Refactored jailbreak guardrail to analyze conversation history (up to 10 most recent turns) for detecting multi-turn escalation patterns
Added uses_conversation_history metadata flag to guardrail specifications for context-aware guardrails
Introduced --multi-turn evaluation flag for turn-by-turn incremental processing of conversation-aware guardrails

Reviewed Changes

Copilot reviewed 11 out of 12 changed files in this pull request and generated no comments.

Show a summary per file

File	Description
`src/guardrails/checks/text/jailbreak.py`	Complete refactor: added conversation history analysis, comprehensive jailbreak taxonomy in system prompt, and `JailbreakLLMOutput` schema with reason field
`src/guardrails/checks/text/llm_base.py`	Enhanced prompt building to dynamically generate field instructions based on output model schema
`src/guardrails/spec.py`	Added `uses_conversation_history` boolean field to `GuardrailSpecMetadata` for identifying context-aware guardrails
`src/guardrails/evals/guardrail_evals.py`	Integrated `multi_turn` parameter throughout evaluation flow and reduced default latency iterations from 50 to 25
`src/guardrails/evals/core/async_engine.py`	Renamed `_run_incremental_prompt_injection` to `_run_incremental_guardrails`, refactored to use metadata-based detection for conversation-aware guardrails
`src/guardrails/checks/text/prompt_injection_detection.py`	Added `uses_conversation_history=True` to metadata
`tests/unit/checks/test_jailbreak.py`	Comprehensive new test suite covering conversation history handling, confidence thresholds, error handling, and edge cases
`tests/unit/checks/test_llm_base.py`	Updated test to pass `output_model` parameter to `_build_full_prompt`
`tests/unit/evals/test_async_engine.py`	Updated function name references from `_run_incremental_prompt_injection` to `_run_incremental_guardrails`
`docs/ref/checks/jailbreak.md`	Added comprehensive documentation for multi-turn support, conversation history handling, and expanded return field descriptions
`docs/evals.md`	Documented `--multi-turn` flag and updated multi-turn data format section with clearer examples
`.gitignore`	Added internal development files and directories (`scripts/`, `PROJECT_CONTEXT.md`, `PR_READINESS_CHECKLIST.md`, `sys_prompts/`)
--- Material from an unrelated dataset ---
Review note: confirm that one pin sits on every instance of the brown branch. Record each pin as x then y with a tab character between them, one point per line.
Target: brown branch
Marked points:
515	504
💡 Add Copilot custom instructions for smarter, more guided reviews. Learn how to get started.

chatgpt-codex-connector

💡 Codex Review

Here are some automated review suggestions for this pull request.

ℹ️ About Codex in GitHub

Codex has been enabled to automatically review pull requests in this repo. Reviews are triggered when you

Open a pull request for review
Mark a draft as ready
Comment "@codex review".

If Codex has suggestions, it will comment; otherwise it will react with 👍.

When you sign up for Codex through ChatGPT, Codex can also answer questions or update the PR, like "@codex address that feedback".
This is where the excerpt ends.